Chaque partie de la création prise à part, possède un but propre, cohérent et indépendant à sa nature. Les minéraux, végétaux animaux humains sont différents l'un de l'autre. Il ne se dessine pas entre eux un lien qui les porte vers une finalité unique. Il peut y avoir des points communs dans leur nature au niveau moléculaire mais pas dans leur finalité. Chacun converge vers un but lié à sa nature propre. Chacun porte en lui un dessein qui se suffit à lui-même. Cependant la hiérarchie qui commande toute la nature qui commence par les cieux pour terminer ici bas, est reliée par la même gradation en cercles où l'intérieur devient l'extérieur du cercle inférieur... selon le Ramh'al tout est lié de manière graduelle. Toutes les existences sont liées et nécessaires pour parachever le but de la création déterminé par la connaissance suprême dans la création. L'homme doit alors s'élever à l'état de l'éternité pour percevoir le but final de la création.
Toute parole émise au mont Sinaï se subdivisa en 70 langues et donc Dieu n'a pas parlé seulement au peuple juif, afin que chacun puisse comprendre selon son caractère et sa nature cette parole. Le peuple juif et les nations sont donc liés à la Torah, ce lien est très ancien car il est relié aux principes premiers des Kélim.
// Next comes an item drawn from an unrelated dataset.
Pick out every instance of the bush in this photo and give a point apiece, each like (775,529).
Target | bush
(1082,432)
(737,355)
Selon le Zohar, l'arbre de la connaissance avait un rôle de rideau qui sépare le monde de la vie éternelle et le monde de la dualité. L'homme voulait arriver à ce rideau, à ce panneau où se trouve le serpent ontologique qui représente le raisonnement par les sens, le raisonnement intellectuel. Ce serpent étant tout notre système de pensées. Cette connaissance englobe toute la nature et le premier homme, créature de Dieu, va saisir cette connaissance de l'intuition, de l'initiative, de la liberté de choisir, de la découverte par l'expérience. Il reste en filigrane le peuple d'Israël qui ne quitte pas la tente, il ne veut pas sortir de la perception éternelle. Mais par cet état, le monde reste dans son état duel et même en recevant la Torah, il reste dans la dualité. On ne peut arriver à relier la réalité de tous les jours avec la foi qui est le raisonnement de l'ordre de l'éternité. Dans la temporalité, il y a le ''à priori'', il y a le ''avant'' et le ''après''. C'est l'évolution, les causes et effets, la gradation. Ce système de penser est le système de penser de toute l'humanité y compris celui du peuple d'Israël.
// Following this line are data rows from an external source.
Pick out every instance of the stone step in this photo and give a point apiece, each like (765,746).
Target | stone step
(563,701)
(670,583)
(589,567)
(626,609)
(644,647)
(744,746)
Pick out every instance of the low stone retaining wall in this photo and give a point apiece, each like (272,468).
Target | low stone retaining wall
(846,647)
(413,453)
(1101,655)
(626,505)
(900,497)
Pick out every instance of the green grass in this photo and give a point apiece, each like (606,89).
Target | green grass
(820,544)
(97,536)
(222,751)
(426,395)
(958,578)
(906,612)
Israël est cet ancien sacré, cet ancien qui est distingué et séparé de la nature, qui va se distinguer par les patriarches et surtout par la sortie d’Égypte. Mais ce lien avec l'éternité n'a pas abouti, encore une fois mais il a été alors révélé pour nous permettre de finir cette histoire de la temporalité.
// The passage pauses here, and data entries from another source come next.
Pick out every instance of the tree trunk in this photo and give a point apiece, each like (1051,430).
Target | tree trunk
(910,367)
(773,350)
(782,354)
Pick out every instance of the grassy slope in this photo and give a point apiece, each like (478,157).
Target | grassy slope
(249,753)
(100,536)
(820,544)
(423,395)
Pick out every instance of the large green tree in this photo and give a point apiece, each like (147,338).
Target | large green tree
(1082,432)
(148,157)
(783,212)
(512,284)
Dieu par la création, a donné un rôle, une fonction à toutes les créatures. Il a réparti la réparation du monde selon toutes les créatures. Chaque être dans ce monde a une fonction. L'histoire fait parti de ce programme et en aucun cas, les événements qui se révèlent dans ce programme sont des tragédies liées aux impondérables. Ils ont tout un chacun un but dans la conduite qui mène au dévoilement divin dans la création. Mais personne, aucun prophète ne peut comprendre cette histoire, cette pensée mystérieuse qui est la distribution des fonctions. Cela ne dépend pas des bonnes ou des mauvaises actions de l'homme mais de la réparation. Nous sommes tous les serviteurs du palais de Dieu. Chaque être a reçu un rôle, nous sommes tous les serviteurs d'une même cause. Ce que chacun de nous reçoit de Dieu est pour la réparation universelle de la création. Il faut arriver à comprendre sa vie uniquement dans l'universel, arriver à atteindre la conscience non pas individuelle mais la conscience collective, le ''super-moi''. L'homme ne peut se réparer sans atteindre cette vision universelle. Ainsi même les nations ont pour but d'élever la parole de Dieu.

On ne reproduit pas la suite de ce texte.